The terms for myself are that not only must I approve of the female, but so must yhe breeder and a third party. She will be required to be ofa, temperament tested (or have two professional references on her temperament), titled or working, of a pedigree that a more experienced breeder agrees would work well with my male's, must be health tested/checked, between two and six years of age, and must have NO direct kinship to my male. Linebreeding is possible, but there will be NO inbreeding. 

Does anyone have any opinions on what I should add or change? I would prefer answers from breeders or those who are knowledgeable enough to give me some good intell 
Thank you so much for your time guys! I know it was a long post!


----------



## GsdLoverr729 (Jun 20, 2010)

Also, if anyone knows a good website to go to and learn about showing, cgc or SchH I would greatly appreciate it  Google is giving me trouble.


----------



## Castlemaid (Jun 29, 2006)

I think that is a pretty good start. I think you also need to be a pedigree expert, and know the lines, and know what each dog in a pedigree brings into the breeding. Also start reading the old posts in the breeder sections, and the pedigree/bloodlines section as an example of what I'm talking about. When you have the insight into the lines and the dogs and what each individual dog in a pedigree bring to a mating, like how many of the breeders on here can discuss in depth, then you are getting there. 

Also give yourself more time. Achieving all you plan on achieving will take years. And when you get your first dog for training and titling, think of it as a learning dog, not a stud, otherwise, your judgement can be clouded from the beginning. Now if he turns out phenomenal, then good for you!


----------



## GSD Fan (Sep 20, 2010)

I am not a breeder, but I am currently being mentored in breeding siberian huskies.

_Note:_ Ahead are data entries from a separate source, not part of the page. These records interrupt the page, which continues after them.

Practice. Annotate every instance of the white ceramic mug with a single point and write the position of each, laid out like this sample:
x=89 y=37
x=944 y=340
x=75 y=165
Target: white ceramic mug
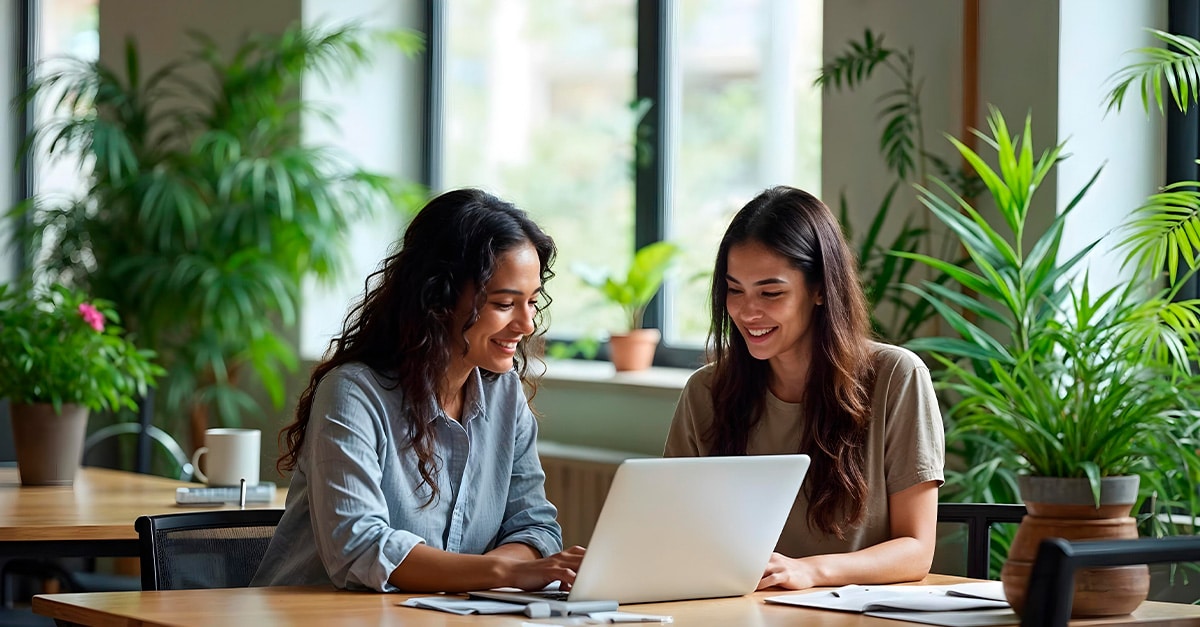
x=233 y=457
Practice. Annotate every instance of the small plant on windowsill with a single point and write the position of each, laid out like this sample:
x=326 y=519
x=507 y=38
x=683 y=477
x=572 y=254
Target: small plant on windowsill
x=633 y=348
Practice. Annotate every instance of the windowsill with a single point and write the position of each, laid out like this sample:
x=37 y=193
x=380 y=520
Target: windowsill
x=595 y=374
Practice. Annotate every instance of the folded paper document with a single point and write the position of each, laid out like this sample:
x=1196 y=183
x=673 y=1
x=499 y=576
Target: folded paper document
x=463 y=605
x=903 y=598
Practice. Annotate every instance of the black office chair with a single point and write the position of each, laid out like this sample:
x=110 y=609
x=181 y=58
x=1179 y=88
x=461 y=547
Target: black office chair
x=1053 y=579
x=204 y=549
x=979 y=519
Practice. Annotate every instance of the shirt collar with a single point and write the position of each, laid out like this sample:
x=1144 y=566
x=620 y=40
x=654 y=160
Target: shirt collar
x=472 y=401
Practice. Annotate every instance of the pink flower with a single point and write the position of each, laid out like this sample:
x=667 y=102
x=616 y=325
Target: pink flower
x=93 y=316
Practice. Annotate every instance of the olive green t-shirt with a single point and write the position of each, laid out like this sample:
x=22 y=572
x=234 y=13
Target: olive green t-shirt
x=905 y=446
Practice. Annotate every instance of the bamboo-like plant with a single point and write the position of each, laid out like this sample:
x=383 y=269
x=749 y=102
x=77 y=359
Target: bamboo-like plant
x=895 y=315
x=1074 y=384
x=205 y=209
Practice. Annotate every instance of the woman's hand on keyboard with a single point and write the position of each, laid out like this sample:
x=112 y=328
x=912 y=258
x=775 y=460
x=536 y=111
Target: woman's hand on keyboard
x=535 y=574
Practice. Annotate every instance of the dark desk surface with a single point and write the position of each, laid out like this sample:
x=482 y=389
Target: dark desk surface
x=265 y=607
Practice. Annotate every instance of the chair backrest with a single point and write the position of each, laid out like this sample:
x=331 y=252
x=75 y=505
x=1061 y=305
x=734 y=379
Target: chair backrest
x=204 y=549
x=148 y=434
x=979 y=519
x=1053 y=579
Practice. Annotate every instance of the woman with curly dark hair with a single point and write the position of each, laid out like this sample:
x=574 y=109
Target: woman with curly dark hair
x=795 y=370
x=414 y=448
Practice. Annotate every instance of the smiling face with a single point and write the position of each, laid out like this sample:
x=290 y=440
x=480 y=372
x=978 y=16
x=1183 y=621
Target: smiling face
x=772 y=305
x=504 y=318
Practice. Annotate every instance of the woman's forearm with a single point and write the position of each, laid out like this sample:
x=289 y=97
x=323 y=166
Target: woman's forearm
x=429 y=569
x=895 y=560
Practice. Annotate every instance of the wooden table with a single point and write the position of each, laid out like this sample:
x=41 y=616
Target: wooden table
x=301 y=605
x=94 y=518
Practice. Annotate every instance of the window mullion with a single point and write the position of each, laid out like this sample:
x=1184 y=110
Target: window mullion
x=652 y=192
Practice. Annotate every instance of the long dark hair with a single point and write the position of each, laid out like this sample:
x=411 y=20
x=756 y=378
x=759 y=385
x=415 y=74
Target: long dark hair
x=837 y=395
x=403 y=326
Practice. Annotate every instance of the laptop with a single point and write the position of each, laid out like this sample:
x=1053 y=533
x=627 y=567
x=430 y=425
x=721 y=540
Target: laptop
x=678 y=529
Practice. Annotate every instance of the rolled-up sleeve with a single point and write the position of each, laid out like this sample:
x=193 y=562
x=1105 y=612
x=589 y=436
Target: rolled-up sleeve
x=528 y=517
x=351 y=517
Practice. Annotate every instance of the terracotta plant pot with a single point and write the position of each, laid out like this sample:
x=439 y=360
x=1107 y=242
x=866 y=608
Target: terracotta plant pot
x=48 y=445
x=1065 y=508
x=634 y=350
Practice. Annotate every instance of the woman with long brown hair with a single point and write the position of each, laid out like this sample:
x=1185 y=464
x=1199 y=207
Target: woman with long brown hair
x=414 y=448
x=795 y=370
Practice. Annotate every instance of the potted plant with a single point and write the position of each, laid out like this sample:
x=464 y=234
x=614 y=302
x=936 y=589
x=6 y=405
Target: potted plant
x=63 y=356
x=1093 y=395
x=205 y=214
x=633 y=347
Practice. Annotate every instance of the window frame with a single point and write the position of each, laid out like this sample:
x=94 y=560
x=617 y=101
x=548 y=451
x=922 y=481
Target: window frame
x=27 y=18
x=1183 y=130
x=652 y=189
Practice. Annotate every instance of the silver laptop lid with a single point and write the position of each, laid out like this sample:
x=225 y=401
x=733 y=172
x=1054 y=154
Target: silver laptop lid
x=689 y=527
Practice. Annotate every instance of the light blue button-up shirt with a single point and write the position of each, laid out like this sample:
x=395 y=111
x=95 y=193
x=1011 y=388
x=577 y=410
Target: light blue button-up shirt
x=355 y=506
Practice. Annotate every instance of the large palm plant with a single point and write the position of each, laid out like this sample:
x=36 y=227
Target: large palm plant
x=1072 y=383
x=204 y=209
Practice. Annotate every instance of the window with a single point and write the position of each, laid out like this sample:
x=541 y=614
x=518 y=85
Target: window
x=541 y=102
x=54 y=29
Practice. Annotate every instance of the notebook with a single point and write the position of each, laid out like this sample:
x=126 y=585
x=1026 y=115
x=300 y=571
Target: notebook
x=682 y=527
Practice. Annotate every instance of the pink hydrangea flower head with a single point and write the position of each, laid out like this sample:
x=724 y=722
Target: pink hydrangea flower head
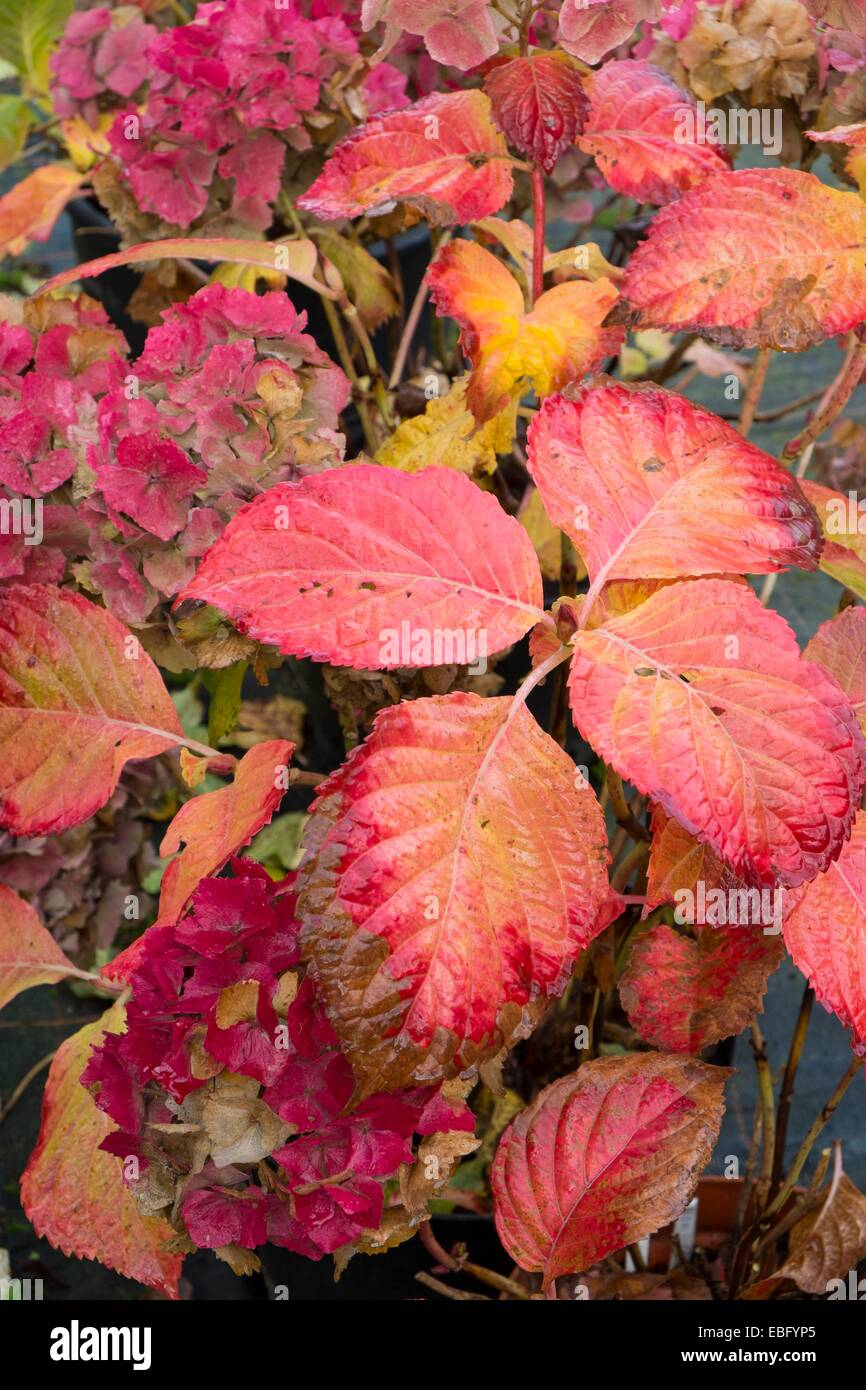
x=196 y=1051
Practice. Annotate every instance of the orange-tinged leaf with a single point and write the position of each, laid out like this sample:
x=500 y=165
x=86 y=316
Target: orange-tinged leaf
x=840 y=647
x=679 y=862
x=704 y=702
x=558 y=341
x=28 y=952
x=213 y=827
x=74 y=1193
x=685 y=993
x=844 y=553
x=855 y=138
x=647 y=134
x=754 y=259
x=29 y=210
x=649 y=485
x=78 y=698
x=840 y=14
x=448 y=434
x=442 y=156
x=540 y=103
x=824 y=931
x=603 y=1157
x=371 y=567
x=453 y=870
x=295 y=259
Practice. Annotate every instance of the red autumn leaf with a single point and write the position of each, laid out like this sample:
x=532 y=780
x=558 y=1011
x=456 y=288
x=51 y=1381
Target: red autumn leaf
x=685 y=993
x=840 y=647
x=453 y=870
x=677 y=861
x=78 y=699
x=213 y=827
x=558 y=341
x=754 y=259
x=540 y=103
x=28 y=952
x=840 y=14
x=826 y=934
x=855 y=138
x=74 y=1193
x=701 y=698
x=442 y=154
x=373 y=567
x=29 y=210
x=844 y=553
x=647 y=134
x=295 y=259
x=603 y=1157
x=649 y=485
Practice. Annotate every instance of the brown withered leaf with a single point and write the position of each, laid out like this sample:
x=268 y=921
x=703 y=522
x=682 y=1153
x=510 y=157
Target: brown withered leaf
x=435 y=1161
x=239 y=1126
x=829 y=1241
x=239 y=1261
x=287 y=991
x=275 y=717
x=237 y=1002
x=644 y=1286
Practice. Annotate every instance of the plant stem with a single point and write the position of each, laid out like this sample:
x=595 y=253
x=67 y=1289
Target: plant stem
x=768 y=1107
x=538 y=232
x=567 y=588
x=409 y=331
x=787 y=1086
x=836 y=399
x=635 y=856
x=815 y=1129
x=624 y=816
x=752 y=396
x=762 y=1222
x=458 y=1294
x=769 y=584
x=345 y=357
x=670 y=363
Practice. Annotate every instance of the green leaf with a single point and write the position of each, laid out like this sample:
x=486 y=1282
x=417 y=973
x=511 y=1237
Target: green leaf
x=28 y=32
x=369 y=284
x=15 y=117
x=278 y=844
x=224 y=687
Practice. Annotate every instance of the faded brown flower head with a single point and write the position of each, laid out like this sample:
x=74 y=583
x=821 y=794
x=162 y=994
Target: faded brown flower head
x=762 y=52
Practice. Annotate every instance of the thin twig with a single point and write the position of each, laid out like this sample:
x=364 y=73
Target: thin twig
x=768 y=1105
x=624 y=818
x=22 y=1084
x=787 y=1086
x=752 y=396
x=458 y=1294
x=769 y=584
x=837 y=398
x=815 y=1129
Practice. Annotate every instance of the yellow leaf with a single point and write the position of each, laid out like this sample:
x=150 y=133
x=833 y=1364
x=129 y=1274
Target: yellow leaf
x=555 y=342
x=544 y=535
x=85 y=143
x=29 y=210
x=448 y=434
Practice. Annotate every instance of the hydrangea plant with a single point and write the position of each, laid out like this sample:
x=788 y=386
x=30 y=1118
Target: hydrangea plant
x=594 y=790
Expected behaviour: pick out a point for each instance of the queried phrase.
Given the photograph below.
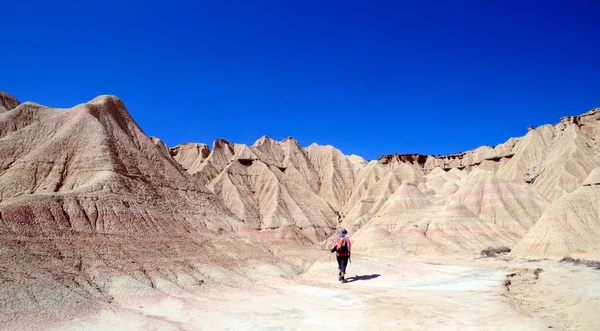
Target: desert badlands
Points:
(105, 228)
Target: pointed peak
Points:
(593, 178)
(105, 98)
(264, 140)
(7, 102)
(220, 143)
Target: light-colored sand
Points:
(383, 293)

I noticed you said "NO inbreeding". Do you think inbreeding is a bad thing?

In breeding is not necessarily a bad thing. Breeding a father to his daughter or breeding a son to his mother can show what's going wrong in your breeding program. It and linebreeding are a way that breeders establish their kennel or breeding program.

I believe you have a lot to learn. Then again, german shepherds might be a little different than breeding siberians. It could be that inbreeding shepherds is as not as acceptable, but I believe it is. inbreeding is breeding in general.

Also, I recommend you get a female instead of a male to show and title. Females are harder to handle with heats and whelping, but with females it's easier to build a breeding program.

Another thing that is concerning me is you have narrowed it down to a working breeder and a show line breeder. Why not narrow it down to a specific type of german shepherd?


----------



## JakodaCD OA (May 14, 2000)

also keep in mind, you can learn ALOT from either of those breeders , they can direct you, mentor you, give you an opinion on "if" the dog you get (after you accomplish what you want with him), would be a breeding option. 

You would also have to check to see if the dog you purchase, if on a limited registration, if the breeder would be willing to lift that for breeding purposes, of course in the future


----------



## martemchik (Nov 23, 2010)

Only thing I have to mention is that its not really your choice to stud when you own the male. You can post his picture all over god's green earth and if he's not worthy of studding, no one will want to. The hips/certs/titles all help prove to the bitch owner that this is a dog they want to breed with, but there are so many studs out there that its really something you have to get into 110% and spend a lot of money on your dog just to get him to a point where a good, reputable breeder will want to include your stud in their program.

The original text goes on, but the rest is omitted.